Now members of the Communication Workers Union (CWU) will walk out on December 23 and 24, dashing the hopes of last minute Christmas shoppers.
A period of calm
CWU general secretary Dave Ward said: “An offer extended to the company to suspend the strikes and establish a period of calm from now until 16 January 2023, as well as the union and the company both signing a joint statement incorporating Royal Mail’s latest promise of no compulsory redundancies, was rejected almost immediately.
“For Royal Mail Group to reject our offer just hours after receiving it demonstrates that they were never serious about saving Christmas for customers and businesses.
“When a company openly boasts of having built a £1.7 billion fund to crush its own workers rather than use that money to settle the dispute and restore the service, then you know dark forces are clearly at work.
“Their sole intention is to destroy the jobs of postal workers and remove their union from the workplace.
“Our members will not stand for this, and further action will take place in 2023.

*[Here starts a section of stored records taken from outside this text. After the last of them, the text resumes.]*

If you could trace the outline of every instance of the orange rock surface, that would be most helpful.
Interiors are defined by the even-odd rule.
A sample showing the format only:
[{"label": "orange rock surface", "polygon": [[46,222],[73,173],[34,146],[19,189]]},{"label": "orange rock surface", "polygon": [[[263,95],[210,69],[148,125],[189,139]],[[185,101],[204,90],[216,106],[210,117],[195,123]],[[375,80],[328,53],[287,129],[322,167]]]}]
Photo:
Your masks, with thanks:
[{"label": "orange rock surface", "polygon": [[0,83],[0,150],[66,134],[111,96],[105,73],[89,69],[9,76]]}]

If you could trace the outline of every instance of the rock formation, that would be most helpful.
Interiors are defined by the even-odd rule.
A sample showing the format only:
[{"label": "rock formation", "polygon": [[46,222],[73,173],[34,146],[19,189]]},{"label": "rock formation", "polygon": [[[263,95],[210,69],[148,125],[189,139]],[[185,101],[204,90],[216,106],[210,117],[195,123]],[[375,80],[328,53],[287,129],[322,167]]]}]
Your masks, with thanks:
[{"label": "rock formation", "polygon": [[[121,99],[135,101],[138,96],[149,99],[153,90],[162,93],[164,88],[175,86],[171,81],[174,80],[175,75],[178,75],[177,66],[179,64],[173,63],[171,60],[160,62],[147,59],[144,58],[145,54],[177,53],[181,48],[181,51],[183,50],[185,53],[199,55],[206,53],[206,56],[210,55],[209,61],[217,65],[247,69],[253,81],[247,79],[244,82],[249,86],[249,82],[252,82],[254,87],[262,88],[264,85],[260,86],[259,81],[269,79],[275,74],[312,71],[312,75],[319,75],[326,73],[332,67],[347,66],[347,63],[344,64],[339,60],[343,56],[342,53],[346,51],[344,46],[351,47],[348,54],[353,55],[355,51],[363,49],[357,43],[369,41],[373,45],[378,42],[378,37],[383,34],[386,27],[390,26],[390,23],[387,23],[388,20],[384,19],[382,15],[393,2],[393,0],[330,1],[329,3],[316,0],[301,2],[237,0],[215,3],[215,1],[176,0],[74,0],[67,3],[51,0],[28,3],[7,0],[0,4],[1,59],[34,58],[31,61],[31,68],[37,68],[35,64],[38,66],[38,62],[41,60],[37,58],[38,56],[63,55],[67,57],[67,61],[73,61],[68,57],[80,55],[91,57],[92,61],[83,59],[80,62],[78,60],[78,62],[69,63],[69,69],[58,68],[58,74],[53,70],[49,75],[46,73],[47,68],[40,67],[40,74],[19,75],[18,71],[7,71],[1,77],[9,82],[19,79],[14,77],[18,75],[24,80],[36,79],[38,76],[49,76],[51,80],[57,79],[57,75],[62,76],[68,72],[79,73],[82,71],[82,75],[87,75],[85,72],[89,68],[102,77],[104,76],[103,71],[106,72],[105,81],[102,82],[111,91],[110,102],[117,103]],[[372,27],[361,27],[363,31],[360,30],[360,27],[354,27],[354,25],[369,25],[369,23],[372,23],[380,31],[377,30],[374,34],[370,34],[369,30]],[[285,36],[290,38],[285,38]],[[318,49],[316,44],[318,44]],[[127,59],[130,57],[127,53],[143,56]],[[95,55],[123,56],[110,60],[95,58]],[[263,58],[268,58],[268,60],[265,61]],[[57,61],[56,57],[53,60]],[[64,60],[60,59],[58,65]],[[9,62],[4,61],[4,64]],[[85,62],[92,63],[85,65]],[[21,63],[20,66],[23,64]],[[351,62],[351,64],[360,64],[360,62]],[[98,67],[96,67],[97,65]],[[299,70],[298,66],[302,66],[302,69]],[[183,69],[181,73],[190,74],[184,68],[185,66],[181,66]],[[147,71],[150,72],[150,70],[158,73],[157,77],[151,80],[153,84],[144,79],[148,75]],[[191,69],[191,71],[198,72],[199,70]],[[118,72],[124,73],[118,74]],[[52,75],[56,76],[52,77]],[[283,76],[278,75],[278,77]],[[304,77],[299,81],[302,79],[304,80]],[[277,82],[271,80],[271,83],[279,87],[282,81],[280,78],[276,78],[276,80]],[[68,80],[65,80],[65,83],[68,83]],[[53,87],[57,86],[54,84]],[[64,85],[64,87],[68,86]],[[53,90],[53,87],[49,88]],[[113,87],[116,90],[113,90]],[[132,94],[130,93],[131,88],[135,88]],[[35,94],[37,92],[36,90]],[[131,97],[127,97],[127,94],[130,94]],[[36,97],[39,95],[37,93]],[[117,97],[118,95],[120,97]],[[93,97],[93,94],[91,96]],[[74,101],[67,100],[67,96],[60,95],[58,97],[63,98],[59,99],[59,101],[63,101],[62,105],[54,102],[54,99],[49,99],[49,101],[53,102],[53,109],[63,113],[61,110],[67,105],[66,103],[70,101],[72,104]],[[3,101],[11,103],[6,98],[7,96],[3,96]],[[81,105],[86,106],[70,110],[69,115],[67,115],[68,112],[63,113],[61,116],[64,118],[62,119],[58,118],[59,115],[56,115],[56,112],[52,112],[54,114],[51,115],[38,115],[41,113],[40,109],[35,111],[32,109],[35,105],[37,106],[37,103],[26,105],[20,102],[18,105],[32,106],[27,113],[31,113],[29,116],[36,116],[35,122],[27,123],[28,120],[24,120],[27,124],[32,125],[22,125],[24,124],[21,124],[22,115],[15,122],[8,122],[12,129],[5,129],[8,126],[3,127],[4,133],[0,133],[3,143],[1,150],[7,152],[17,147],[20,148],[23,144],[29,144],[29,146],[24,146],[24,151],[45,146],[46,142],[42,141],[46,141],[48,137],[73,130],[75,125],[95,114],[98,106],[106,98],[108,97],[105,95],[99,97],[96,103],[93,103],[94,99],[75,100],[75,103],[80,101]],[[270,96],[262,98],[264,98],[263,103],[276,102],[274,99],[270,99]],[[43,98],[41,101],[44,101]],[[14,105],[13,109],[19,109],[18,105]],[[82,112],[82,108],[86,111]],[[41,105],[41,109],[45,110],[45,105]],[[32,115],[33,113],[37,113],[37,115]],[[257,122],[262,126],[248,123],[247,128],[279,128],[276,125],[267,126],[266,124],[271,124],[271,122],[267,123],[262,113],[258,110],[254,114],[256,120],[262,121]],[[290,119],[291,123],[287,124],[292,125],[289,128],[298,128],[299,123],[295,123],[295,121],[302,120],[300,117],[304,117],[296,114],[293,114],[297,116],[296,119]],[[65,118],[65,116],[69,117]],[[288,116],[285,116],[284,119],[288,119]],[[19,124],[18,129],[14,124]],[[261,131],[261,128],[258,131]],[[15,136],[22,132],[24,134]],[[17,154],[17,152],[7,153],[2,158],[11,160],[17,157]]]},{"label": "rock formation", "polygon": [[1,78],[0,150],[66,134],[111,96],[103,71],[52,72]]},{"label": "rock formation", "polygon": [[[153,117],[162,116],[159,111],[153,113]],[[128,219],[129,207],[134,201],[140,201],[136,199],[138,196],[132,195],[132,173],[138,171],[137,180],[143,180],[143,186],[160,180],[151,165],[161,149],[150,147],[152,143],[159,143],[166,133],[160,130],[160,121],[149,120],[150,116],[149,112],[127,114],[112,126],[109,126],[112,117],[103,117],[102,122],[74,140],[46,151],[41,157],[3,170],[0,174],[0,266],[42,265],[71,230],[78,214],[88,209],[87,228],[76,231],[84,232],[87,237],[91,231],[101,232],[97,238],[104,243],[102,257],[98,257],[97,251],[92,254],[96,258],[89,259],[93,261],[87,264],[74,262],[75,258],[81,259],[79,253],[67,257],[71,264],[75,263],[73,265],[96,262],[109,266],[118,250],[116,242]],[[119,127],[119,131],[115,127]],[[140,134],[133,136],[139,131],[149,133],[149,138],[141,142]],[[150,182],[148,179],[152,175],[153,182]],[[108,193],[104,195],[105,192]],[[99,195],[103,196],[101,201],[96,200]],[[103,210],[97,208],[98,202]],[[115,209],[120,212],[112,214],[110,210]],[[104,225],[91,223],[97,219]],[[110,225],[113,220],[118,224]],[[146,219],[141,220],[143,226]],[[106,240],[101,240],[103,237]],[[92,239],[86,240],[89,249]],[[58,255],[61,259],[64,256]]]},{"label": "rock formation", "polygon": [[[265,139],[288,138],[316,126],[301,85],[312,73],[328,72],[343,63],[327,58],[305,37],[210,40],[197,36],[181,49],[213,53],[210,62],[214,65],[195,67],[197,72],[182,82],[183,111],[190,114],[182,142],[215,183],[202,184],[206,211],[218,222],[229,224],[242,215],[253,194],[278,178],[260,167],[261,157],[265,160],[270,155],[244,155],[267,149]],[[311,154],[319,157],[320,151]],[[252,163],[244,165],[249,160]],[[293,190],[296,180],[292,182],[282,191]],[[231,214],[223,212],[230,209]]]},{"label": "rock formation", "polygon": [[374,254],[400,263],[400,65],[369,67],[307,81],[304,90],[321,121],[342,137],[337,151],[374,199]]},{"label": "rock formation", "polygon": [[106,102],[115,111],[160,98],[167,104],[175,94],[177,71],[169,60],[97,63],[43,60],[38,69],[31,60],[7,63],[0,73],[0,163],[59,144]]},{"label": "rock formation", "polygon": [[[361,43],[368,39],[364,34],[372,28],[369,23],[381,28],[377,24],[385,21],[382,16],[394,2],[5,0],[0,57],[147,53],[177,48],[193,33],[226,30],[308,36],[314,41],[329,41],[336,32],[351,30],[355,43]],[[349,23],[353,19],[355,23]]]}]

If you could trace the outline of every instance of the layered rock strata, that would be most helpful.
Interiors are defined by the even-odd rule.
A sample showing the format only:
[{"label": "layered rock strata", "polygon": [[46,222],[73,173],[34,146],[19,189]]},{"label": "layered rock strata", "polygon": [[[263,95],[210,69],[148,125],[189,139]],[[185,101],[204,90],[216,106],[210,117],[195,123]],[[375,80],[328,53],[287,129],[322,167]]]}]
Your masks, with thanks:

“Our message to the public and businesses is that postal workers do not want to be here, but they are facing an aggressive, reckless and out-of-control chief executive committed to wrecking their livelihoods.”
“Work together to deliver Christmas”
A Royal Mail spokesman said: “Throughout December, we have urged the CWU to call off their strike action and work together to deliver Christmas for our customers.
“The CWU have consistently refused our offer to do so, choosing instead to repackage old pay offers, absent of the change needed to fund the pay deal, in the misleading guise of new proposals to resolve the pay and change dispute.
“Our priority is to deliver for our customers, and this has never been more important as we approach Christmas.
“We would like to thank the increasing number of posties returning to work each strike day. They have been joined by thousands of employees from across the business who have swapped their regular day jobs to work in the operation as we focus all our efforts on delivering Christmas for our customers.”